If CEOs (and boards) are also AIs, the analogy breaks. Humans are currently necessary in such positions, their necessity is sufficient to explain the fact that they are there at all, even if there are other reasons it might be a good thing. The situation changes when a system won’t break down without humans in positions of power, it’s not clear that these other reasons have any teeth in practice.
This doesn’t need to be the case, but only in a sense similar to how humanity doesn’t need to build AGIs before it’s ready. It’s a new affordance, and there is a danger that it gets used irresponsibly and leads to bad outcomes. There should be some understanding of how specifically this won’t be happening.

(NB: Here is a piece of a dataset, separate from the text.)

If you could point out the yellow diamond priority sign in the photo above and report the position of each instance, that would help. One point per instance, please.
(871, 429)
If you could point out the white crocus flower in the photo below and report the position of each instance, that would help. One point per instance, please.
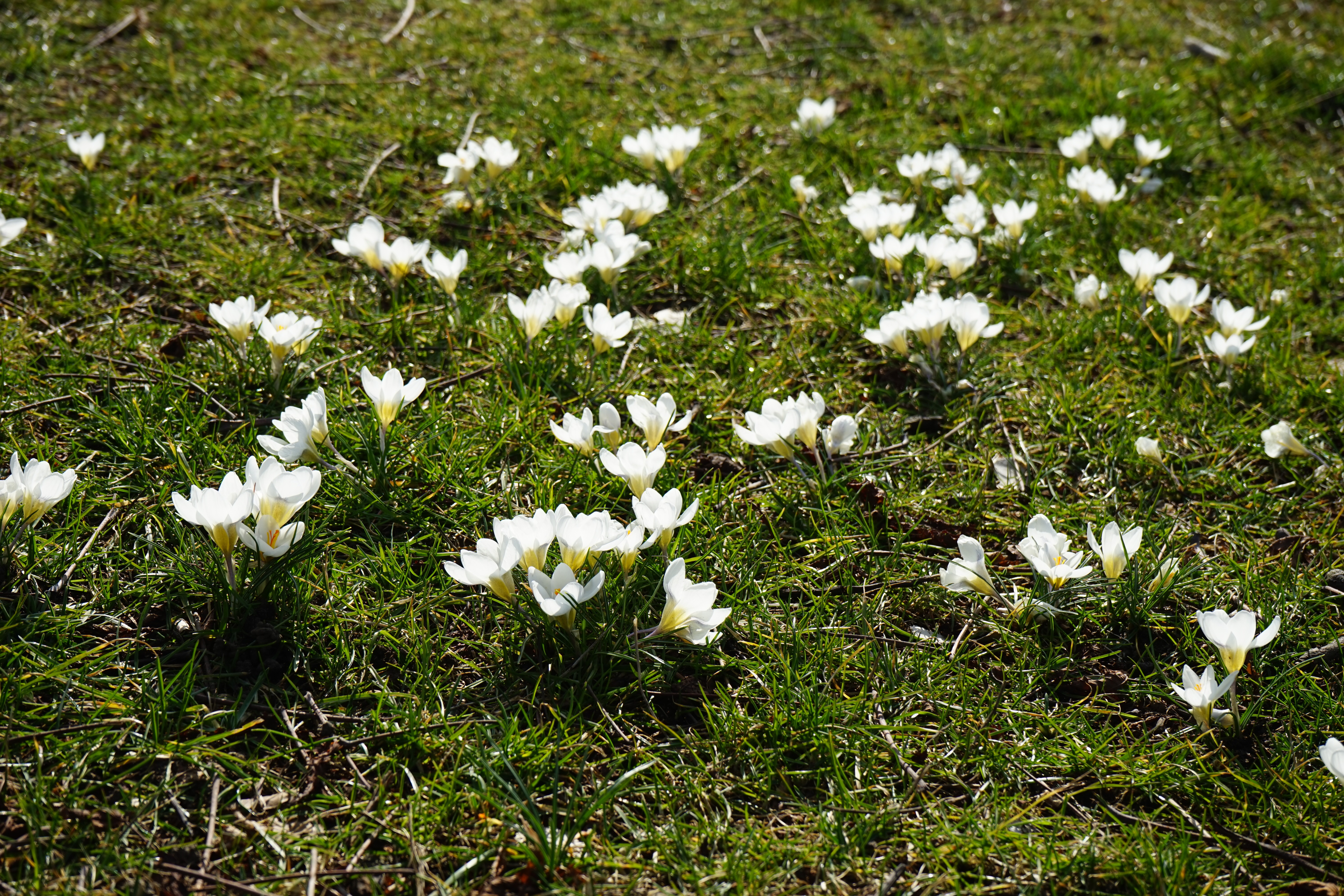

For a legally constituted corporation, the role of CEO is not only one of decision-maker, but also blame-taker: if the company goes into decline, the CEO can be fired; if the company does a sufficiently serious crime, the CEO can be prosecuted and punished (think Jeffrey Skilling of Enron). The presence of a human whose reputation (and possibly freedom) depend on the business’s conduct, conveys some trustworthiness to other humans (investors, trading partners, creditors).
If a company has an AI agent for its top-level decision-maker, then those decisions are made without this kind of responsibility for the outcome. An AI agent cannot meaningfully be fired or punished; it can be turned off, and some chatbot characters sometimes act to avoid such a fate; but I don’t think investors would be wise to count on that.
Now, what about a non-legally-constituted entity, or even a criminal one? Criminal gangs do rely on a big boss to adjudicate disputes, set strategy, and to risk taking a fall if things go sour. But online criminal groups like ransomware gangs or darknet marketplaces might be able to rest their reputation solely on performance rather than on the ability for a human big boss to fall or be punished. I don’t know enough about the sociology of these groups to say.
The question with intent alignment is: intent aligned with whom? If the AI executive is intent aligned with (follows orders from) the government, and the human government is voluntarily replaced with an AI government, we are left with an AI that is intent aligned with another AI.